McKay is best known as the director of such comedic fare as "Anchorman," and, for all the silly self-reflexive humor in those films, there's a sly underlying intelligence animating them, and here that takes the form of celebrity cameos wherein attractive people such as Margot Robbie and Selena Gomez directly address the audience with cogent and colorful explanations of terms such as "sub-prime." He also enlists "Anchorman" rep company member Steve Carell for one main role, as financial Prophet of Doom Mark Baum, whose own fund gets a whiff of what Gosling's character is smelling and takes a piece of the action, in a partial fit of "screw the system" indignation. Carell's self-torturing character is likely the closest thing this movie has to a directorial surrogate. Finn Wittrock and John Magaro play a couple of Jim Henson's Hedge Fund Babies, mentored by Brad Pitt's Ben Rickert.
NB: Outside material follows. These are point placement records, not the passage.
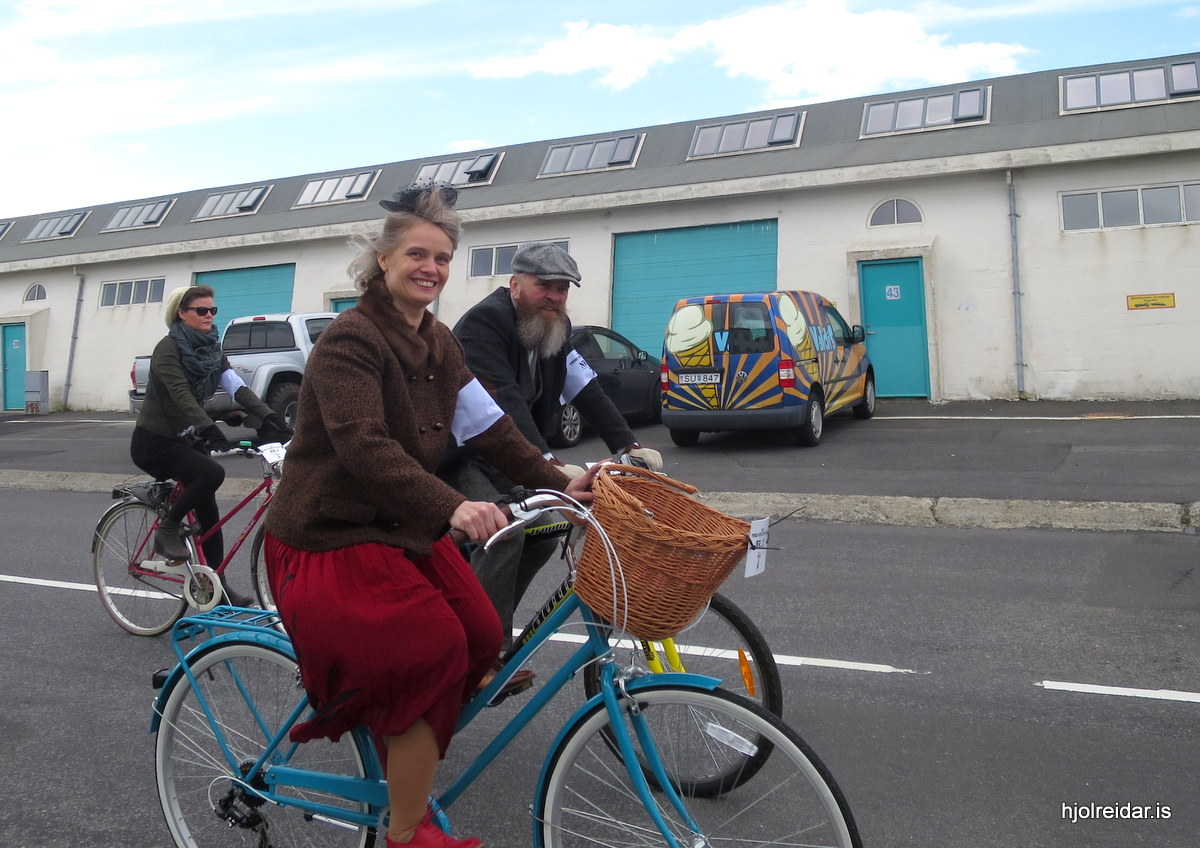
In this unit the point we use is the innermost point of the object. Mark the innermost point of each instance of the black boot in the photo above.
(168, 540)
(234, 597)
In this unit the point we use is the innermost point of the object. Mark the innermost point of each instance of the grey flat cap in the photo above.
(545, 262)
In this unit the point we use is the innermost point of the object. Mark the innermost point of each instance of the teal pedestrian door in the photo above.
(15, 366)
(893, 296)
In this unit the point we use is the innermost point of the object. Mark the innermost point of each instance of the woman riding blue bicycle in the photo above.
(390, 626)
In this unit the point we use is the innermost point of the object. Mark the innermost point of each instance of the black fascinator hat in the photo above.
(405, 200)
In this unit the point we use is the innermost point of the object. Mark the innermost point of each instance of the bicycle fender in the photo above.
(597, 702)
(268, 638)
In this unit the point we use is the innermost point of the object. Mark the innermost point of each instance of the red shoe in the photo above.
(430, 835)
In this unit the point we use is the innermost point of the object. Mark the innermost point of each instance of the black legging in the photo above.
(201, 475)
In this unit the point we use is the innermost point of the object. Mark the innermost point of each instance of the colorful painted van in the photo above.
(772, 360)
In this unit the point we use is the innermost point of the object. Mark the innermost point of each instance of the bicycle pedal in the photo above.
(521, 681)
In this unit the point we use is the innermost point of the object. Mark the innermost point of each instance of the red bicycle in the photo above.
(147, 594)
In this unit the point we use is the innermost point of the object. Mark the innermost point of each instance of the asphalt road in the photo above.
(966, 686)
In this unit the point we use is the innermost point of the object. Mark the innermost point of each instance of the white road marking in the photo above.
(1092, 689)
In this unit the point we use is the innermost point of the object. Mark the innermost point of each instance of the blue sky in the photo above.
(114, 100)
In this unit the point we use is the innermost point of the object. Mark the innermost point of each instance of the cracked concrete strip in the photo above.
(960, 512)
(846, 509)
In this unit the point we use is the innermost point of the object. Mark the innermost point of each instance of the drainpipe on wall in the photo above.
(75, 337)
(1017, 286)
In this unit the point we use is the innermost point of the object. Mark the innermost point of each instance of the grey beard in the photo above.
(535, 334)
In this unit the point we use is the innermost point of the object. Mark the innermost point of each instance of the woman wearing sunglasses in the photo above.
(173, 434)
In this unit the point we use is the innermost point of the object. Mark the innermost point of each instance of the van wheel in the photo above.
(865, 408)
(283, 401)
(684, 438)
(570, 427)
(814, 422)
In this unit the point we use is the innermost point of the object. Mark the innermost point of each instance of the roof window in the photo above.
(474, 170)
(238, 202)
(142, 215)
(583, 156)
(1135, 86)
(931, 112)
(738, 137)
(336, 188)
(57, 227)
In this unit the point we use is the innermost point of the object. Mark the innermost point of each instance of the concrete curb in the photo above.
(963, 512)
(847, 509)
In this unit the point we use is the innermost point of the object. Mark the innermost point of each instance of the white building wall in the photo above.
(1081, 338)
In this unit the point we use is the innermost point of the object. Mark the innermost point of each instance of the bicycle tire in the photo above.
(138, 601)
(195, 780)
(586, 797)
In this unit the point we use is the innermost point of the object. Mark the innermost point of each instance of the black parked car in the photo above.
(627, 373)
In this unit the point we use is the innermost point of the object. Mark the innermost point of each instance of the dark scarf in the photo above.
(201, 355)
(418, 349)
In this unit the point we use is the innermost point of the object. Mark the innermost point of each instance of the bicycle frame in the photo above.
(372, 791)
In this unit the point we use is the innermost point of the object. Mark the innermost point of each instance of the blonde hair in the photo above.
(430, 206)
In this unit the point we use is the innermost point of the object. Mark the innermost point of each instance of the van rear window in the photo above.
(750, 328)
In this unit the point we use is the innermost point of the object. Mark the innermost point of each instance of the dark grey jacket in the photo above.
(489, 337)
(171, 408)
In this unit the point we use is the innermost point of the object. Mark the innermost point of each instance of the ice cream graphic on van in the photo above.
(690, 338)
(798, 335)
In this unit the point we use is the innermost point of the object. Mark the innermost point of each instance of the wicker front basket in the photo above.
(673, 553)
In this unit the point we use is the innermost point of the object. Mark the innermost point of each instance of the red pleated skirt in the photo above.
(383, 638)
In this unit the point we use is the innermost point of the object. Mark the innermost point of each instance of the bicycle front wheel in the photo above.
(243, 696)
(587, 797)
(139, 599)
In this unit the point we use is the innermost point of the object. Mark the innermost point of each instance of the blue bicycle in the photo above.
(651, 759)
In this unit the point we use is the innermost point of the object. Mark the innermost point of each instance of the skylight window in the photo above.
(475, 170)
(737, 137)
(1137, 86)
(58, 227)
(238, 202)
(610, 152)
(336, 188)
(143, 215)
(931, 112)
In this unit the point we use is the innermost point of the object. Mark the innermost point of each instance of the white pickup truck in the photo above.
(268, 352)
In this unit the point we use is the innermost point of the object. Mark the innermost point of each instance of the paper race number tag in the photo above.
(756, 552)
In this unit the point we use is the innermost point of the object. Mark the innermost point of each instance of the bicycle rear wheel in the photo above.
(586, 795)
(249, 690)
(136, 597)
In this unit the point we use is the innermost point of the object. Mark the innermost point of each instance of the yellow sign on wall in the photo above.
(1150, 301)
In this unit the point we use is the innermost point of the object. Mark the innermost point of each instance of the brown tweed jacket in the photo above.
(370, 433)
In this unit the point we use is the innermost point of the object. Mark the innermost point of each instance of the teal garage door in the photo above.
(653, 270)
(250, 290)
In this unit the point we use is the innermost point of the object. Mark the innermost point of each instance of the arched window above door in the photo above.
(895, 211)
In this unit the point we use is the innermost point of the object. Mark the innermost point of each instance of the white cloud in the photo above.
(466, 144)
(811, 50)
(623, 53)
Rickert's character can be read as something of a slight sendup of Pitt's own current do-gooder persona; he's a former master trader who left the game out of disgust, and who preaches a hippie-ish quasi-survivalist gospel to his two young acolytes even as he helps them get pretty much super-rich.
I started off feeling skeptical about this movie: the hairstyles and clothes of the main characters were more ‘90s music-video than early 2000s, and the sometimes-color-desaturated flashbacks to some characters' back stories were a little on the drearily commonplace side. But the narrative momentum, combined with the profane wit of much of the dialogue, and the committed acting going on beneath the hairpieces, all did their job. And they got across the angry, pessimistic conviction behind the movie, which is that the major banks all engaged in fraudulent, criminal activity, and that the U.S. government bailed them out at the expense of the little guy, and that there's no indication that the banks aren't going to do something like the exact same thing all over again. You are free to disagree. But this is a movie that uses both cinema art and irrefutable facts to make its case. It's strong stuff.